A forma do corvo (DeSales Harrison)

quarta-feira, 19 de fevereiro de 2020

O romance de estreia de DeSales Harrison, integrado na categoria de policial, foi uma boa surpresa. Este é um livro recheado de temáticas dentro de temáticas, numa soma complexa de medos, receios, sentido de pertença, ou a falta dele.

«A Forma de Corvo» narra a história de Daniel Abend, um psicanalista renomado e pai de uma adolescente. Vive a vida de forma tranquila, dedicado ao seu trabalho, em Nova Iorque, e à sua filha que lida com as típicas agruras da adolescência.

O livro começa com um curioso prólogo, cheio de questões que estalam, desde logo, nas primeiras páginas. O suspense típico deste género literário está muito bem conseguido nesta história em que a vontade de perceber, de compreender, acaba por se sobrepor a tudo o resto.

E porquê?

Por detrás das inúmeras questões, do suspense, da estranha morte de uma paciente de Daniel, bem como a sombra que parece estar sempre presente nos monólogos daqueles homem, levarão o leitor a procurar - atentamente - a raiz de todos os males.

«A Forma do Corvo» é um livro que nos vende a premissa do medo e aquilo que um pai é capaz de fazer pela sua filha. Após a morte da paciente de Daniel, envolta em mistério e surpresa, mais tarde, é a filha dele que desaparece, quase por magia.

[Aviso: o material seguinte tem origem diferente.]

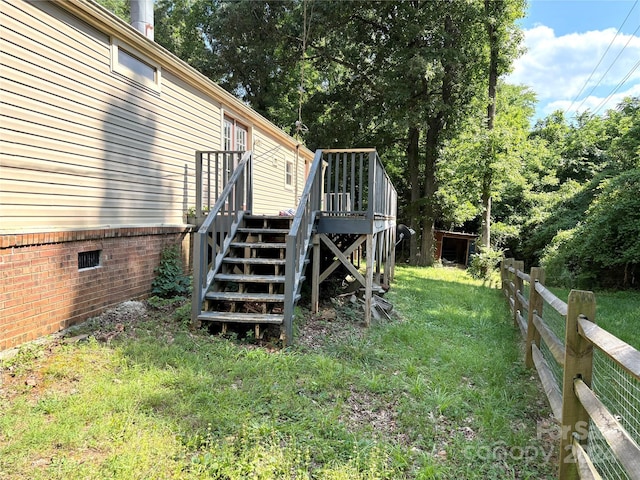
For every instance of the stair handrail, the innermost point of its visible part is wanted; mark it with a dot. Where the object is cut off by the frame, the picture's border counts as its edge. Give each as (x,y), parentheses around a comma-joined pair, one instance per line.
(299,240)
(221,223)
(356,183)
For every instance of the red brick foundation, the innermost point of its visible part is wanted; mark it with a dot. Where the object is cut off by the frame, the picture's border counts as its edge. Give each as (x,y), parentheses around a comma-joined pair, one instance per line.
(43,291)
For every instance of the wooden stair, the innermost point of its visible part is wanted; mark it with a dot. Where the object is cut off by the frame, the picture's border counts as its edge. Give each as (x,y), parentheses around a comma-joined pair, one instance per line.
(249,286)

Seremos já todos muito grandes e adultos para crer, de olhos fechados, nessa magia pré-paga. É precisamente esta a linha condutora de um livro capaz de surpreender. Lembra-se quando referi uma história repleta de temáticas dentro de temáticas? Pois bem. Nesta história, nada nem ninguém, é realmente o que parece ser. 

O primeiro livro do autor merece uma vénia pela forma como aborda a complexidade humana, a tentativa de perdão e a desejada rendição. Porque é esse o assunto que «A Forma do Corvo» escorre em cada página: na impossibilidade de apagar um passado pesado, pesa a necessidade de remediar o presente, como quem compensa, como quem lava pecados.

Se me pedirem um motivo para a recomendação deste livro, eu diria que por detrás de uma intrincada história, há a sombra de um corvo que vem determinado para lhe mostrar que o arrependimento é uma força e um confronto. Poucos são aqueles que, capazes de olhar para dentro, o enfrentam sem esperar uma condenação à medida de todos os males. É que, repare, mais cedo ou mais tarde, cada passo dado em falso, será o equivalente a uma distância diminuída de encontro à desejada rendição. Signifique isso a morte ou uma espécie de nova vida.

"Se estivessem lá e tivessem ganho, como eu, a forma de um corvo no cimo de um teixo - um corvo agachado, as penas desalinhadas negras como pez, rouco do seu sombrio e desconsolado colóquio -, teriam reparado no modo como eles caminhavam sem pressa, lado a lado, pelo caminho de cinzas, na direção do Sol que nascia e do portão leste do parque: a minha filha, Miriam Oppen, e o seu bondoso companheiro, a cabeça dele inclinada para ela para ouvir melhor."


Um livro sobre o amor mascarado pelos medos do passado.
Recomendo a todos, não fossemos todos nós feitos daquilo que já foi e não torna.